Em relação ao desempenho desses competidores nas Paralímpiadas, só nas últimas três edições, o Brasil ficou entre os dez primeiros colocados no quadro de medalhas, demonstrando assim a qualidade desses atletas. Mas apesar do alto desempenho, quando o assunto é patrocínio aos atletas paralímpicos, a situação se complica. 

Atualmente, a principal fonte de financiamento do esporte paralímpico do Brasil é a Lei Piva, sancionada em 16 de julho de 2001 e que prevê a destinação de 2,7% do total bruto de arrecadação das Loterias Caixa para o Comitê Olímpico Brasileiro (COB) e ao Comitê Paralímpico Brasileiro (CPB). Além disso, a COB conta também com o apoio de quatro grandes empresas na lista de patrocinadores oficiais, enquanto o CPB tem apenas uma. 

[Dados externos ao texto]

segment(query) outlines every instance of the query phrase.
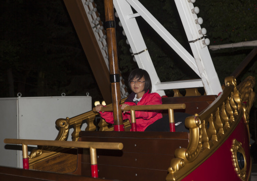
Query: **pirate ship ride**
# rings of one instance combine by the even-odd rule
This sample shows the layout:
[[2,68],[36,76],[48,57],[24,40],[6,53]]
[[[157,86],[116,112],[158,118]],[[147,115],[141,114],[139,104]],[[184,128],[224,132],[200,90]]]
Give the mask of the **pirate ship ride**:
[[[200,27],[202,20],[197,18],[198,9],[194,7],[194,1],[175,0],[193,56],[138,1],[113,1],[134,59],[139,68],[149,73],[153,91],[161,96],[164,95],[164,90],[173,89],[175,92],[174,97],[162,98],[162,105],[126,108],[132,114],[137,109],[167,109],[171,124],[174,111],[193,114],[185,122],[189,137],[183,132],[127,131],[135,119],[132,119],[131,125],[128,121],[123,122],[119,106],[127,94],[117,66],[112,2],[105,1],[106,33],[93,1],[64,2],[104,98],[107,102],[112,102],[104,110],[113,111],[114,125],[110,127],[102,119],[99,131],[95,131],[94,120],[97,113],[91,111],[57,120],[59,133],[55,141],[6,139],[6,143],[22,145],[25,169],[1,166],[2,178],[19,180],[249,180],[248,115],[255,96],[252,91],[255,80],[249,77],[238,85],[235,77],[229,77],[222,88],[207,48],[206,31]],[[137,24],[138,16],[150,25],[199,79],[160,82]],[[251,53],[256,52],[255,48]],[[106,88],[110,82],[112,99],[111,91]],[[204,88],[205,95],[197,91],[200,87]],[[182,96],[180,88],[186,89],[186,96]],[[121,98],[123,99],[120,103]],[[88,125],[81,131],[83,120]],[[73,141],[64,141],[70,127],[74,128]],[[27,145],[39,146],[28,155]]]

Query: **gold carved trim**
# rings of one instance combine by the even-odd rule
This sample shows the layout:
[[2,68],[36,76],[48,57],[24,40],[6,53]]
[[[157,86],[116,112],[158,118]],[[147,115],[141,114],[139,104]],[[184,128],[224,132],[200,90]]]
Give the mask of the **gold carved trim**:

Dessa forma, mesmo com um alto rendimento e colocando o país na posição entre os dez primeiros colocados do quadro de medalhas, o patrocínio para esses profissionais ainda é escasso, tirando o Governo Federal e as poucas empresas que auxiliam, poucas marcas possuem relação direta com atletas paralímpicos.

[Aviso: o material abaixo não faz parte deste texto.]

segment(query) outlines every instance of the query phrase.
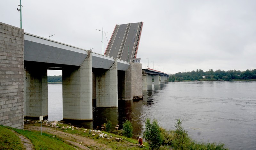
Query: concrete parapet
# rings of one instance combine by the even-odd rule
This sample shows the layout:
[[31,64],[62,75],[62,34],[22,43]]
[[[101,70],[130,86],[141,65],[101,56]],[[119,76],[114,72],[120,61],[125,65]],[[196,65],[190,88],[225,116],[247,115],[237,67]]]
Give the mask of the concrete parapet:
[[96,106],[116,107],[118,106],[117,93],[117,61],[109,69],[95,70]]
[[91,51],[81,66],[62,70],[63,119],[92,119]]
[[0,22],[0,124],[23,128],[24,30]]

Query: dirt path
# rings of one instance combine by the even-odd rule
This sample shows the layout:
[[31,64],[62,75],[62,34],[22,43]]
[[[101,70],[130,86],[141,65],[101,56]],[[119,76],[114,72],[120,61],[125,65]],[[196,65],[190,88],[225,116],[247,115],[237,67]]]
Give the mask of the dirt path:
[[[40,131],[41,127],[24,124],[24,130]],[[56,135],[72,144],[78,146],[81,149],[90,149],[87,148],[88,147],[92,149],[108,149],[105,145],[99,143],[93,139],[82,136],[65,133],[49,127],[42,127],[42,132]]]
[[26,150],[33,150],[35,149],[35,147],[33,144],[32,144],[30,140],[24,136],[14,131],[12,131],[13,132],[16,134],[16,135],[18,136],[21,140],[22,143],[24,146],[26,148]]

Sobre a presença de profissionais PCD’s na produção, não há registros sobre quem ou quantos são no site do Comitê Paralímpico Internacional, mas podemos presumir, por situações como a da atleta americana Becca Mayers, que tem deficiência visual e auditiva, e desistiu da competição por não conseguir protocolar o pedido para que sua mãe acompanhasse como cuidadora, que sejam poucos. A falta de compreensão com a realidade da atleta demonstra a falta de pessoas iguais à Becca na produção.

Por fim, a grande lição desta edição é de que os comitês organizadores precisam rever suas formações e usar como premissa básica a ideia de que para fazer um evento, cujo público possui necessidades, é necessário a presença desse público na idealização e construção do projeto.